Doch sobald Polina Semionova den Bühnenboden verlässt und in der Luft ist, hält man den Atem an und wird Zeuge ganz, ganz großer Tanzmagie! In Hebefiguren und wenn sie durch die Luft gewirbelt wird, ist bei ihr alles perfekt. Ihre Körperspannung, die Stellung ihrer Arme, Beine, Hände, Füße, des Kopfes im Raum: Jedes Detail ist absolut vollkommen.

Man kann sich nicht schöner durch die Luft bewegen und bewegen lassen als Polina Semionova das hier tut! Sie scheint die Erdanziehung komplett zu ignorieren und bewegt sich scheinbar schwerelos und himmlisch leicht durch die Luft. Das wirkt überirdisch, … und überirdisch schön!

Polina Semionova ist nicht nur eine Göttin der Schwerelosigkeit, sondern auch eine wunderbare Darstellerin: Jugend, Leichtigkeit, Verzauberung, Verliebtheit, aber auch Kummer, Sorge und Drama: Alles spielt diese große Künstlerin wunderbar in Mimik, Gestik und Ausstrahlung. Frau Semionova verkörpert ihre Rolle. Sie ist hier auf dieser schönen Berliner Bühne für drei Stunden Julia.

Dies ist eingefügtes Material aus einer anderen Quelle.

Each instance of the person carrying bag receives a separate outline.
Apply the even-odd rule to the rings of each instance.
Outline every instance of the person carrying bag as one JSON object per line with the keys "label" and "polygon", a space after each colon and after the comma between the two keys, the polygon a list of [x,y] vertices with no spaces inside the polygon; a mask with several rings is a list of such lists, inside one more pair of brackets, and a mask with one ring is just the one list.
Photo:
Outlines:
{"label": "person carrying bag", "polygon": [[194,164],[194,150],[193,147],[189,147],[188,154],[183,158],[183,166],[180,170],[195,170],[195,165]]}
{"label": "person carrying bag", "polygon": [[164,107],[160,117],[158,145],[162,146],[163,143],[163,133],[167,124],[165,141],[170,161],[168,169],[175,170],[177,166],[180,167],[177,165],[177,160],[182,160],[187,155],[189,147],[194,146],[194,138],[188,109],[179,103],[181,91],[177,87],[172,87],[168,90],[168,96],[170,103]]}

Und was diese Frau für eine Bühnenpräsenz und Aura hat! Ihr Lächeln ist so natürlich, sympathisch, unschuldig und unendlich schön. Polina Semionova ist eine Julia zum Dahinschmelzen. Am Ende des Abends liebt jeder im Saal diese Julia!

Der russische Gasttänzer Ivan Zaytsev als Romeo ist der Julia ein wunderbarer, stabiler und sie in der Entfaltung ihrer Schönheit unterstützender Partner. Er macht seine Sache sehr gut, doch dass man dafür niemanden in der eigenen Kompanie findet, mutet ein klein wenig rätselhaft an.

Arshak Ghalumyan gibt einen wunderbar draufgängerischen Mercutio. Er tanzt und spielt sehr lebhaft, voller Energie, Witz und Ausdruckskraft.

Sehr, sehr ist schön ist die Anlage der Figur des Paris, Julias ungewolltem Verlobten. Olaf Kollmannsberger stellt ihn in Tanz und Wesen ganz wunderbar dar! Dieser Paris ist nicht der oft gesehene karikaturhafte Unsympath oder Schnösel. Ganz im Gegenteil ist das ein Paris zum Verlieben. Eine junge Frau könnte sich eigentlich kaum einen Besseren wünschen: Er hat ein gutes Herz, ist sensibel, schön, zärtlich, … und ein sehr guter Tänzer. Reich, mächtig und von hohem Ansehen ist er wohl sowieso. Wenn da nicht Romeo wäre!!! In einer alternativen Welt ohne Romeo hätte sie mit diesem Traum-Mann sicher sehr glücklich werden können. Doch wo die Liebe hinfällt: Man kann es nicht steuern.

Alle Tänzer und Orchestermusiker machen es an diesem Abend sehr gut.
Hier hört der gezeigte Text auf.